DOMA serves, as Justice Antonin Scalia points out in his dissent, a rather obvious purpose. If a gay couple marries in Albany, where gay marriage is recognized, and moves to Alabama, where it is not, is the federal government supposed to defer to the law of New York or Alabama? DOMA settles the question.
So after the federalism throat clearing, Kennedy simply declares the supporters of DOMA hateful people. The members of Congress who passed the act and the president who signed it are morally no better than members of the Westboro Baptist Church who picket military funerals with their heinous signs declaring that “God hates fags.” Bill Clinton, apparently, despised gays. So did 342 members of the House and 85 senators, including 120 and 32 Democrats, respectively.
Bill Clinton now wishes he hadn’t signed it. Like so many others, he changed his mind on the issue. Fine. There is nothing to stop Congress from overturning what Bill Clinton considers his mistakes. It did it with “don’t ask, don’t tell.” It could have done the same thing — eventually — with DOMA.
But Justice Kennedy and his colleagues don’t want to wait for the long democratic process of deliberation to play itself out, not when they have such immense power to do whatever the hell they want.

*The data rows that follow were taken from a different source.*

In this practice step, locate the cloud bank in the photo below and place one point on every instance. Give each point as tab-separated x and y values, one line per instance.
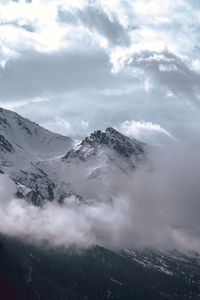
158	206
138	59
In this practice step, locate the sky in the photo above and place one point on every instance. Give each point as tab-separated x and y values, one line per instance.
77	66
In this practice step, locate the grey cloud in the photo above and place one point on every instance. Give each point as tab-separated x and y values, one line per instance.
95	18
171	72
36	73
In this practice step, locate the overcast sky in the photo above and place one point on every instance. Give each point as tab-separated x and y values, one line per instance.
77	66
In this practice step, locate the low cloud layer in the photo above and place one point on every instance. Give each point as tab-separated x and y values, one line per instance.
158	206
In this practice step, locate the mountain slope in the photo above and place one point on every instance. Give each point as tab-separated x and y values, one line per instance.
46	167
23	141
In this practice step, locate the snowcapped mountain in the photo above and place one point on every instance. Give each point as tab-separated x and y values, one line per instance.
23	141
49	167
45	166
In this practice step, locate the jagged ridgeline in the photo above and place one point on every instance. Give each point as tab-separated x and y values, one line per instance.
47	167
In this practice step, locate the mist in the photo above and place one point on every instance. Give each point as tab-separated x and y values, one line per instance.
157	206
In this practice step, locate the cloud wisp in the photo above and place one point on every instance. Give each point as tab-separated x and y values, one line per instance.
158	206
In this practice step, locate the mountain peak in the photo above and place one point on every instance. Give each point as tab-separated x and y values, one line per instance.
110	139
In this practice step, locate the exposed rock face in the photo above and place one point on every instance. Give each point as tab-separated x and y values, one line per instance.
35	159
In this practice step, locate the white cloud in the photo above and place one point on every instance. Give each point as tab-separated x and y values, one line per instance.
84	124
59	125
148	132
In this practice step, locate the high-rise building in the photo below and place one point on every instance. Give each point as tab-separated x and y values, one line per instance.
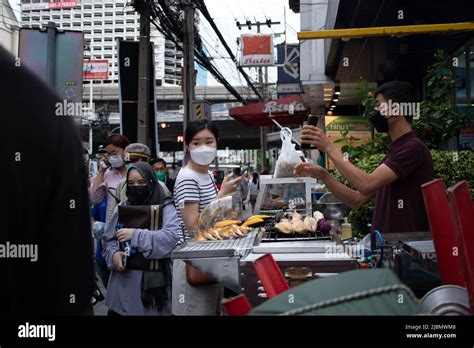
104	23
8	28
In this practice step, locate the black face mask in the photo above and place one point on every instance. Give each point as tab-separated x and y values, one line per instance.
138	194
379	122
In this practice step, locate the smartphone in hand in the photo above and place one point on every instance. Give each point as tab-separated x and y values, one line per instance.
312	121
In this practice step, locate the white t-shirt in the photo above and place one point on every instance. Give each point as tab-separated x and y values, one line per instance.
192	187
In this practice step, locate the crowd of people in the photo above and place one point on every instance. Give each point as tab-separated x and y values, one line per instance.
129	178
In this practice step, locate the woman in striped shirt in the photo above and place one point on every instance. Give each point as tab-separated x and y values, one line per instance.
193	191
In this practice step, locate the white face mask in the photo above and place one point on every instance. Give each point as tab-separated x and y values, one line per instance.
116	161
203	155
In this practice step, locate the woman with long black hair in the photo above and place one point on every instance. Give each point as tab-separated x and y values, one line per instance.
193	191
141	287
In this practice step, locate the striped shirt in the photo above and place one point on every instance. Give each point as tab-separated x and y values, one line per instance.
192	187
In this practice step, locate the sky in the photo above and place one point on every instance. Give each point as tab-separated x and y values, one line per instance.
225	14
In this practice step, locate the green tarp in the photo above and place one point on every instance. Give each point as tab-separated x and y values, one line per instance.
359	292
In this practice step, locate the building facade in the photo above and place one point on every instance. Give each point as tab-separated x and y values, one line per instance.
8	28
104	23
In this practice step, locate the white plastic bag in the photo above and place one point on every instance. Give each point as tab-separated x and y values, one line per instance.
288	158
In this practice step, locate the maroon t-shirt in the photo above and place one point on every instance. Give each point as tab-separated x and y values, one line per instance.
399	207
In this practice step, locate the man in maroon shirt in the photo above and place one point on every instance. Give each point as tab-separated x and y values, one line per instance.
396	181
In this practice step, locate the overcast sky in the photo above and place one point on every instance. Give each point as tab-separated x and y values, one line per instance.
225	12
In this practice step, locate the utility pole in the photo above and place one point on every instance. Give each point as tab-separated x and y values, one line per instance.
188	56
144	63
263	91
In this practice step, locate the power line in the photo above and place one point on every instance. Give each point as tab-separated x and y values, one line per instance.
202	7
171	28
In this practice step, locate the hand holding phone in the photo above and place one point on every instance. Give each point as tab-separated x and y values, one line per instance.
312	121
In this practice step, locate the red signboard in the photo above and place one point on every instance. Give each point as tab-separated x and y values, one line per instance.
288	110
96	70
257	50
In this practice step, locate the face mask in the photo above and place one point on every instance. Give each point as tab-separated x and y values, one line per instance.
160	176
379	122
203	155
138	194
116	161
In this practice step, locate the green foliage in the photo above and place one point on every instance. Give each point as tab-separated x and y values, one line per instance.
366	95
454	166
450	166
357	153
439	118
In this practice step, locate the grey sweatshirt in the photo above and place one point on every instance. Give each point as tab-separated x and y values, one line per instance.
124	288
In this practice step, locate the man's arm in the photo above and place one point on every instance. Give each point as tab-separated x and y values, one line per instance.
362	181
365	183
353	199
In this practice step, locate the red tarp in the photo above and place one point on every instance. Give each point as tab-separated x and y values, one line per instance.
255	115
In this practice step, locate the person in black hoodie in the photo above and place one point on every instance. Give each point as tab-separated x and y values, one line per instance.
46	204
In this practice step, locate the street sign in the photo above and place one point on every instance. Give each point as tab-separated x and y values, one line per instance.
257	50
288	70
96	70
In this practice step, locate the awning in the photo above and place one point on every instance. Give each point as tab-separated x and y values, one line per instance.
260	114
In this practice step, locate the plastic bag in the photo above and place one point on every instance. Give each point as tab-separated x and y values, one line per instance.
288	158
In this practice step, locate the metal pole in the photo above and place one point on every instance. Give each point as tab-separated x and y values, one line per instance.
467	55
188	63
143	130
262	128
91	106
51	61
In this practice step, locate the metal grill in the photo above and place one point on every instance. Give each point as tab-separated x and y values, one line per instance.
273	235
220	248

Properly understood, the court’s role here is minimal and the decision could have been rendered in a sentence. To wit, as Scalia wrote, “It is enough to say that the Constitution neither requires nor forbids our society to approve of same-sex marriage, much as it neither requires nor forbids us to approve of no-fault divorce, polygamy or the consumption of alcohol.”

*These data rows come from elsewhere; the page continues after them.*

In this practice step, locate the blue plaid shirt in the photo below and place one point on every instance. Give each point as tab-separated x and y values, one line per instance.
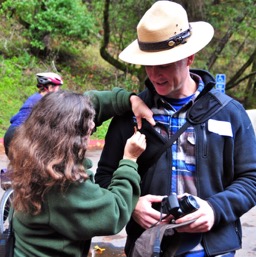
169	115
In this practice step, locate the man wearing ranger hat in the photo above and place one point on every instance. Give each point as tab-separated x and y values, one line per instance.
204	134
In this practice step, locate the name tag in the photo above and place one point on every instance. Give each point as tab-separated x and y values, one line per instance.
222	128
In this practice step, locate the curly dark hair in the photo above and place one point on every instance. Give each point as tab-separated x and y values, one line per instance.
49	148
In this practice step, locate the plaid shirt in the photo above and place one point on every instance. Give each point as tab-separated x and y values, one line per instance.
169	115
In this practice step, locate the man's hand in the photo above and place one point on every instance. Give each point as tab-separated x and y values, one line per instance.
141	110
144	214
204	219
135	146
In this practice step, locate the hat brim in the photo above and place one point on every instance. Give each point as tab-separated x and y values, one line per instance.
202	33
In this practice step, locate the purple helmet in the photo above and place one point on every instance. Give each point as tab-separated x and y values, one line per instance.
45	78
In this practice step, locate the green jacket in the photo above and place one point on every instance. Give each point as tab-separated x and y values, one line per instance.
71	218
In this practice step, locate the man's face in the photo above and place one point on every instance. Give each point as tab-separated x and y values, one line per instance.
170	79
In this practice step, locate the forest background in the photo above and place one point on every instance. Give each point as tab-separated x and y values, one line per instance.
81	40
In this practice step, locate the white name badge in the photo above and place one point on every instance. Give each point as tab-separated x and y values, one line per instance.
222	128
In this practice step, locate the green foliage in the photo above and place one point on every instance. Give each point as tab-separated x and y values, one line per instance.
14	87
61	20
101	131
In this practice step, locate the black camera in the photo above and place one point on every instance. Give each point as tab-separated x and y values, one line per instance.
178	208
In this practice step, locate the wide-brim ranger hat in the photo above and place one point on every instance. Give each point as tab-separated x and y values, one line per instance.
165	36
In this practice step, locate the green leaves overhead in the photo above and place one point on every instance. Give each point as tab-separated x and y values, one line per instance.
62	20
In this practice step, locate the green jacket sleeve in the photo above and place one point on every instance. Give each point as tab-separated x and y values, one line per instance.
87	210
109	103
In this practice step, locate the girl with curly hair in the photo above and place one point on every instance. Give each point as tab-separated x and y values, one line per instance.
57	206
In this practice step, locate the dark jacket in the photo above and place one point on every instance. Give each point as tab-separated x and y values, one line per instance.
225	165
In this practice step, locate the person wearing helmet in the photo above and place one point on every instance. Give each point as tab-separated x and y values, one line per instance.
46	82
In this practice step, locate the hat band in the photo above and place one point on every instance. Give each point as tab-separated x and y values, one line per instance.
167	44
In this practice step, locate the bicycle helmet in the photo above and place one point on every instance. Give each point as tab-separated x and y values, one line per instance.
45	78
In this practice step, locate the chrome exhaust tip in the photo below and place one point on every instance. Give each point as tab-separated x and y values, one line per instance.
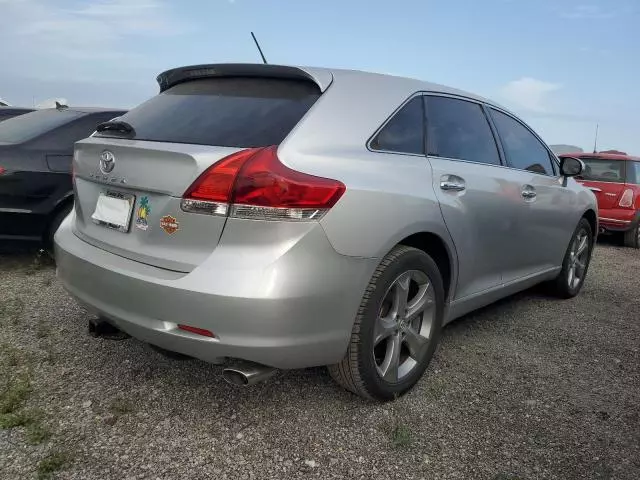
246	374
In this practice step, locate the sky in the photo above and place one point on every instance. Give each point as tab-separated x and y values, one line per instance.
562	65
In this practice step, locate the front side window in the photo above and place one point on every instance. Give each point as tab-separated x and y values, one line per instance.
404	133
31	125
523	150
603	170
459	129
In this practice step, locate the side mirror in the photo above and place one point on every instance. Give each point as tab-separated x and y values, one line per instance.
571	166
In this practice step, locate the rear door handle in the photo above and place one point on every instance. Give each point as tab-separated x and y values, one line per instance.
529	192
452	183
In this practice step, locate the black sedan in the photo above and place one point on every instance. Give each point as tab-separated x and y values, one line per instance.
9	112
36	150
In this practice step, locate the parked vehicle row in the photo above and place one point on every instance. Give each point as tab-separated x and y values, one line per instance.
288	217
36	150
9	112
615	179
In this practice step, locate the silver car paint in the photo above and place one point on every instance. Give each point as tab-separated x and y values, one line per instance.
285	294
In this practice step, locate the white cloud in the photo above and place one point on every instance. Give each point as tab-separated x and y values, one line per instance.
83	48
588	12
94	29
529	93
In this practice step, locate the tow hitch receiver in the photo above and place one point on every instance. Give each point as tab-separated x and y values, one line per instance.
99	327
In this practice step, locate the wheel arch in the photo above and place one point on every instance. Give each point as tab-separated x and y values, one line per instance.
592	218
438	249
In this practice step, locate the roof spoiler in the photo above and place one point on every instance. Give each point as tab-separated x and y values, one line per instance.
169	78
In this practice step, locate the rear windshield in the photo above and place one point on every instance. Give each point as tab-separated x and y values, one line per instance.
30	125
229	112
603	170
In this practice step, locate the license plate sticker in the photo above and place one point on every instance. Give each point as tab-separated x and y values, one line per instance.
113	210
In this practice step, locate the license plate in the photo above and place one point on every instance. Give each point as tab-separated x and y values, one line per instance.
113	210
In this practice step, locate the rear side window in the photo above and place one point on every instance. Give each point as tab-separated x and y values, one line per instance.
31	125
459	129
229	112
523	150
404	132
603	170
633	172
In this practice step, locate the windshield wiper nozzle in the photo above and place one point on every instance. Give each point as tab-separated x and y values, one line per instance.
117	126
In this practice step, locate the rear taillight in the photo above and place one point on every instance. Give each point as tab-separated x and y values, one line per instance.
254	184
626	200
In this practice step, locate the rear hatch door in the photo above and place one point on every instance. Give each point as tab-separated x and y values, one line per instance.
129	186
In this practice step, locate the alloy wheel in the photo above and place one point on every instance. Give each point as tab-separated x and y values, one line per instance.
404	326
578	258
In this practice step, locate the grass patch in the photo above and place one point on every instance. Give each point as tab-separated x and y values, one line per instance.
11	309
12	420
121	406
37	432
401	436
11	355
14	393
43	329
40	261
51	464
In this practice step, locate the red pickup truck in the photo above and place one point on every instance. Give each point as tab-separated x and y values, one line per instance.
615	179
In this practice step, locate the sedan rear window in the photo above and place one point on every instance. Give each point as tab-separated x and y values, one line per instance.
229	112
603	170
30	125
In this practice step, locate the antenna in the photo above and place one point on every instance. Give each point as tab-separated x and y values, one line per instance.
264	60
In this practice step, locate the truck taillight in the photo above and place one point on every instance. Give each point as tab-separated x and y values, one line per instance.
626	200
254	184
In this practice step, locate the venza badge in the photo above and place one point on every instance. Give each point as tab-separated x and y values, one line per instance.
169	224
107	161
144	209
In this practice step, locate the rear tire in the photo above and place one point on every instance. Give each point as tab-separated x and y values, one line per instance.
576	262
397	328
632	237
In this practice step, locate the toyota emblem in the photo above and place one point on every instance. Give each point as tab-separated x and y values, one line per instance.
107	161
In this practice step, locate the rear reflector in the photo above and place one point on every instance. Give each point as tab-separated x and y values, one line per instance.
196	330
626	200
254	184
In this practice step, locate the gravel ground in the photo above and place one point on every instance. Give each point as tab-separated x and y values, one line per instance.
529	388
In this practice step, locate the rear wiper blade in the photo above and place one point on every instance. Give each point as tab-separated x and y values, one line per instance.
116	126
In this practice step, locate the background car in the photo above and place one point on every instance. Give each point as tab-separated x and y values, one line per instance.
615	179
296	217
36	150
9	112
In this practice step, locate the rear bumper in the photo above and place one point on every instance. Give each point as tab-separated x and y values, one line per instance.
294	312
618	219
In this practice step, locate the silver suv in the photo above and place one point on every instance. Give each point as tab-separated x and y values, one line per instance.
283	217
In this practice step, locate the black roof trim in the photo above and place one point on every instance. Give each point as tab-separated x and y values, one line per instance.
178	75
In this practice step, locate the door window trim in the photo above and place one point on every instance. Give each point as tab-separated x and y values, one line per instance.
391	117
553	159
501	156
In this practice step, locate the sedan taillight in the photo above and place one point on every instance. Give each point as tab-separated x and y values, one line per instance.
626	200
254	184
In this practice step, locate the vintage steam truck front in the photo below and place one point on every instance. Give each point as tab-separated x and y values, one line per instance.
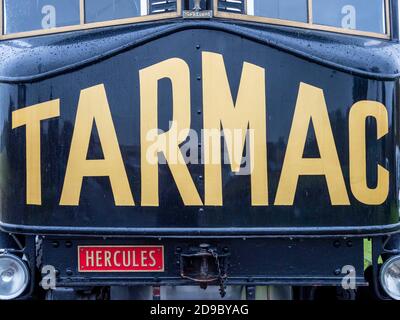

The court stipulated that its decision prohibits a traditional definition of marriage only at the federal level and that the states are free to debate and decide the issue themselves. This is a false assurance, though. Once the high court has declared that the traditional definition is a product of irrational animus, over time it won’t be allowed to stand anywhere.
It is Anthony Kennedy’s country. We only live in it.